顔を真っ赤にして声を押し殺している敦子に私はなんかのスイッチが入りそうになった。

いけない。

まだこのあとに仕事は残っている。

残ってる理性を必死にかき集めなんとか敦子の唇から離れることに成功した。

「はぁ…」

息を荒くする敦子に私は耳元に一言囁いた。

「続きはあとでね」

カァーッさらに顔を赤くした敦子は私を軽く叩いて馬鹿。
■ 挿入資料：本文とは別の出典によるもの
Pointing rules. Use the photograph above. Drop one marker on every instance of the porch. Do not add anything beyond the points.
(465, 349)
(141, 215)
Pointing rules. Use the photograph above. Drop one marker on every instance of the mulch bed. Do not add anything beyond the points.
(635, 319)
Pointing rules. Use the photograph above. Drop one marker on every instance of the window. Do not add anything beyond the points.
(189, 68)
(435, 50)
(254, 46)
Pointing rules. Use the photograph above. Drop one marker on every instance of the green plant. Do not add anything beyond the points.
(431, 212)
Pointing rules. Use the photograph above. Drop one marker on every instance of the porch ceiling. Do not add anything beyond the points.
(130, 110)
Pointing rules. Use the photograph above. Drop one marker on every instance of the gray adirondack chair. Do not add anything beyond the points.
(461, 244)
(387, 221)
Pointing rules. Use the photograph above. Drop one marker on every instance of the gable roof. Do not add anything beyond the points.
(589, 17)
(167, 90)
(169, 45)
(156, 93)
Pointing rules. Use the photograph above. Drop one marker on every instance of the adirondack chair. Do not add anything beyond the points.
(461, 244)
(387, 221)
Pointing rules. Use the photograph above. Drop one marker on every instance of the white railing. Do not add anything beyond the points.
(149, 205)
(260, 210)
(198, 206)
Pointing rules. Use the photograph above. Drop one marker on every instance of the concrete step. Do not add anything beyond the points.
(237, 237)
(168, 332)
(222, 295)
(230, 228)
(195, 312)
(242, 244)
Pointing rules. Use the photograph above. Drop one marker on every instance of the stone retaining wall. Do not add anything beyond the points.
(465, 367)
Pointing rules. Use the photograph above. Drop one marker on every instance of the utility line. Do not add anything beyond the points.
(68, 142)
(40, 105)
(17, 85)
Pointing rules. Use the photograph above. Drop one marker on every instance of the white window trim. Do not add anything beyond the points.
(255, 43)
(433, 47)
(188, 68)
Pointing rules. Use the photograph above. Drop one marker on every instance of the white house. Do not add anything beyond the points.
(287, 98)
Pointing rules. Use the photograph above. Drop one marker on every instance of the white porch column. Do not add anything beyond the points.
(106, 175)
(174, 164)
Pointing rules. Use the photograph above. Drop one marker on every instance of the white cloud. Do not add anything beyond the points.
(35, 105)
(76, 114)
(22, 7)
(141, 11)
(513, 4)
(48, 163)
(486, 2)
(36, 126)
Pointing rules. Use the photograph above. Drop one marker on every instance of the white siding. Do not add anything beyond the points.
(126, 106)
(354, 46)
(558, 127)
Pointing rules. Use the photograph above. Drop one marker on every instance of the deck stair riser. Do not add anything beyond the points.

と小さくつぶやいた。

さっきまであんな恥ずかしいゆーてたのになにをやっているんだ、私。

やっぱり疲れてるからおかしくなっちゃったみたいだ。

いや、あんな表情(かお)する敦子がいけないんだ。


と、頭の中で考えているとスタッフがまもなくですと伝えに来た。

さて、もうひと踏ん張りしますか。

膝から既に降りている敦子とアイコンタクトをしてスタジオへ向かった。

心の中でよっしゃと気合いをいれながら。